• Le droit de propriété mobilière en Belgique

    Le droit de propriété en droit belge 

      Le droit de propriété est le plus absolu des droits réels, il confère les prérogatives les plus étendues à son titulaire. 

    Le droit de propriété octroie à son propriétaire l’usus, le fructus et l’abusus. 

    L’usus est le droit de se servir de la chose, mais un usage qui ne peut être contraire à la loi. Il existe des limitations à ce droit, légales (ex : prescriptions urbanistiques) et jurisprudentielles (ex : théorie de l’abus de droit, fondée sur l’article 1134 du Code civil belge). 

    Le fructus est le droit de profiter des fruits de la chose. Il existe aussi des restrictions légales (ex : blocage des loyers, qui interdit au propriétaire de modifier le montant du loyer). 

    L’abusus est le droit de disposer de la chose, matériellement ou juridiquement. 

    Le droit de propriété est un droit perpétuel, il ne se perd pas par non usage. 

      

    La propriété mobilière en droit belge 

     

    Section 1. L’article 2279 du Code civil belge 

    L’alinéa premier a une double signification puisqu’il a une double fonction : 

    -         fonction acquisitive : celui qui a acquis, de bonne foi, même d’un non propriétaire, va devenir propriétaire 

    -         fonction probatoire : la possession fait présumer la propriété jusqu’à preuve du contraire 

    Le premier but de cet article est de protéger le propriétaire lui-même. 

    Cet article s’applique aux meubles corporels mais pas aux immeubles, ni aux immeubles par destination. 

      

      

    A.  La fonction acquisitive s’applique en cas d’acquisition a non domino.  

    C’est une dérogation au principe nemo plus juris, puisqu’on ne peut acquérir la propriété alors que la personne ne l’a pas reçue d’un non propriétaire. Cette règle va s’appliquer en cas de conflit avec la personne qui se prétend verus dominus. 

    Conditions : 

    -         il doit s’agir d’une véritable possession (le détenteur est cependant potentiellement protégé par l’article 2279 du Code civil belge car la charge de la preuve va reposer sur celui qui se dit verus dominus) 

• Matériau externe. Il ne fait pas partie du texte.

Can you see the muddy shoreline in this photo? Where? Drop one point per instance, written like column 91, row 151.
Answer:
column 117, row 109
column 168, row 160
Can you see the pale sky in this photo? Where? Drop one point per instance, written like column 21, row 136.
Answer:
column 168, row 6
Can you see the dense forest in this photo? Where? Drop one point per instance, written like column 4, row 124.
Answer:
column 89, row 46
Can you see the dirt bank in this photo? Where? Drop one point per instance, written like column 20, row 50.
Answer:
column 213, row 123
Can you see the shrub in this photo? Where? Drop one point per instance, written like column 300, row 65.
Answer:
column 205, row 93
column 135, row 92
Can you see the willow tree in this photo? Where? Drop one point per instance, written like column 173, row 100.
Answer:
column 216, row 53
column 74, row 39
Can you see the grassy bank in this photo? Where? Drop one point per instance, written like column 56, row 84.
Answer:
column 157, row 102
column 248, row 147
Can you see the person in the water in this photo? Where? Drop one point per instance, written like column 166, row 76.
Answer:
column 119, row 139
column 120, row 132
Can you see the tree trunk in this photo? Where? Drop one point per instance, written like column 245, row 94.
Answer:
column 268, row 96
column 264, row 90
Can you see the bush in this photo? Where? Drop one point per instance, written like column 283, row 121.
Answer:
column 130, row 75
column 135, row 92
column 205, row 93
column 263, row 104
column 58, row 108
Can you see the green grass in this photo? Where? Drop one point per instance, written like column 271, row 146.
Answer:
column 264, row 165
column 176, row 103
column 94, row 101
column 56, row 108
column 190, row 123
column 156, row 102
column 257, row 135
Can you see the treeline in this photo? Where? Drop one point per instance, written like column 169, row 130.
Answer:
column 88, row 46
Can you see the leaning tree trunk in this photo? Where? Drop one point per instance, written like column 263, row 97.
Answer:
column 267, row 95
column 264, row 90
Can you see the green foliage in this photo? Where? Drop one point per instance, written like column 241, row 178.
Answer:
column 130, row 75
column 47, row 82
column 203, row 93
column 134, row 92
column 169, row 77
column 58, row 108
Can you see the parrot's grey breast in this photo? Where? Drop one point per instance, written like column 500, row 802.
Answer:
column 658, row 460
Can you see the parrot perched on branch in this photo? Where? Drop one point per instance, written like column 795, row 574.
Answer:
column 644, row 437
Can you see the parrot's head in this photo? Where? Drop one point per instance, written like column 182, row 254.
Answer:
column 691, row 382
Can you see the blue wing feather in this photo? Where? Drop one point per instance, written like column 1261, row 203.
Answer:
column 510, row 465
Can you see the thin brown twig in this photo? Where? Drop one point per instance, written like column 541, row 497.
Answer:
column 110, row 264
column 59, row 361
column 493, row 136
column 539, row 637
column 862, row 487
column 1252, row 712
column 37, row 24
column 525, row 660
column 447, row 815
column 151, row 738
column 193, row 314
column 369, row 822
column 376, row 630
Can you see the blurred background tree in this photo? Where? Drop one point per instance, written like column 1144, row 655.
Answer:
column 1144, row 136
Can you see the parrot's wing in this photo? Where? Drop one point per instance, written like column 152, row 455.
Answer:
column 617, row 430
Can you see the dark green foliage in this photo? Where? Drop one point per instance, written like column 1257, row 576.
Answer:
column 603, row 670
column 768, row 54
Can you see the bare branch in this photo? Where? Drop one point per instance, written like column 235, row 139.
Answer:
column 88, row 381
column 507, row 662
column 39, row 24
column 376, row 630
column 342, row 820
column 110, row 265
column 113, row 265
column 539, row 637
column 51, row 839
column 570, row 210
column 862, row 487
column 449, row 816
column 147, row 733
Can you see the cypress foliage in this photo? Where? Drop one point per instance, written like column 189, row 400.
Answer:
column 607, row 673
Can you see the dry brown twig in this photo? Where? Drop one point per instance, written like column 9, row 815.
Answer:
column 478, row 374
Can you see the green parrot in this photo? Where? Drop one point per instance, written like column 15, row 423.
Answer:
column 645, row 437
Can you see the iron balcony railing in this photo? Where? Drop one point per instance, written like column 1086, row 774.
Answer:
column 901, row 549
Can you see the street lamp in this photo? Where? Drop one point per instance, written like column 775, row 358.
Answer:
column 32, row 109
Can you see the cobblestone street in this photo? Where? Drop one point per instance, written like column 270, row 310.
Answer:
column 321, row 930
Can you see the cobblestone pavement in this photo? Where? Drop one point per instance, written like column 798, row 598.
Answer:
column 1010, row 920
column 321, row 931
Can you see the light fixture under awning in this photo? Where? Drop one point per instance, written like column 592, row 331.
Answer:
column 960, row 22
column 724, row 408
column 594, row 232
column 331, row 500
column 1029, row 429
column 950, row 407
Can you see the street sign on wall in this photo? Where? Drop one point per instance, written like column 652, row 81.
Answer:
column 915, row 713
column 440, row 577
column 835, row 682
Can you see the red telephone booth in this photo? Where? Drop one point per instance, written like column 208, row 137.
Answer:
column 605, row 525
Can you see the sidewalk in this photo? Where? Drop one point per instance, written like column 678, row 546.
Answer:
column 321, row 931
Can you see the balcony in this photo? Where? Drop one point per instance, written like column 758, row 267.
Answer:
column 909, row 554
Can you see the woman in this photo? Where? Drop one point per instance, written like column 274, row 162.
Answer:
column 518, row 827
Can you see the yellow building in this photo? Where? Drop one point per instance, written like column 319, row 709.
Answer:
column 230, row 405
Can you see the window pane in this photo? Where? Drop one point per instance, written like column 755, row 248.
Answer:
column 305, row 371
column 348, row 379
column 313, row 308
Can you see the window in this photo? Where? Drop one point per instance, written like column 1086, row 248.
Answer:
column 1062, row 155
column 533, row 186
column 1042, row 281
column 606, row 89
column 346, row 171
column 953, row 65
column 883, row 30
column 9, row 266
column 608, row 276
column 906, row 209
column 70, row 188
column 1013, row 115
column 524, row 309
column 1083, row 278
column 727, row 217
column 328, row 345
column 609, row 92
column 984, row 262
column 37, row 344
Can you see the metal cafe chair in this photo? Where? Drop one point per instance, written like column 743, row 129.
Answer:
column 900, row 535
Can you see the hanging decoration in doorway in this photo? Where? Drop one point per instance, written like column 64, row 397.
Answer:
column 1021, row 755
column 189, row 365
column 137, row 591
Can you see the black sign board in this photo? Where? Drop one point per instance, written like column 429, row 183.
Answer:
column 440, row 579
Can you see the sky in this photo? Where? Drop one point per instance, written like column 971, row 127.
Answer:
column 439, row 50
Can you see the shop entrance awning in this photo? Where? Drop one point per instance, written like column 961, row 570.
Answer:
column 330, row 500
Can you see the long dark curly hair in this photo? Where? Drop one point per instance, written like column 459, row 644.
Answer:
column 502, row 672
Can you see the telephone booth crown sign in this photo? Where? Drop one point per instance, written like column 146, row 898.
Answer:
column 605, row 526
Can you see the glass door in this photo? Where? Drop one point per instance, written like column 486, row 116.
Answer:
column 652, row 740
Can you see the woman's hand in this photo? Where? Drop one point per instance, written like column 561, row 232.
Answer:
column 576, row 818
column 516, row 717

    -         la possession doit être effective et utile 

    -         la possession doit être de bonne foi : le possesseur doit avoir cru que celui qui a transféré la chose était propriétaire (la bonne foi est présumée) 

    Ex :      A (non propriétaire), vend un bien en pensant être propriétaire (il est de bonne foi). B achète, mais en sachant que le vendeur n’est pas le propriétaire (il est de mauvaise foi). Il n’y a pas application de l’article 2279 du Code civil belge. Mais si B vend à C, qui lui est de bonne foi, alors C devient propriétaire. 

                Même exemple que ci-dessus, mais B est de bonne foi : donc, application de 2279 et il devient propriétaire. S’il revend à C qui est de mauvaise foi, il devient quand même propriétaire puisque B est propriétaire. 

                A est verus dominus et vend un bien à B. B devient propriétaire, et revend ce bien à C. Il est propriétaire et C est de bonne foi. Quid si annulation de la vente entre A et B ? Il faut remettre les choses dans leur pristin état, donc B est sensé n’avoir jamais été propriétaire. Mais C, puisqu’il est de bonne foi, a acquis la propriété de toute façon, sur base de l’article 2279 du Code civil belge. 

    L’acquisition est immédiate, si on devient de mauvaise foi ultérieurement, cela ne change rien. 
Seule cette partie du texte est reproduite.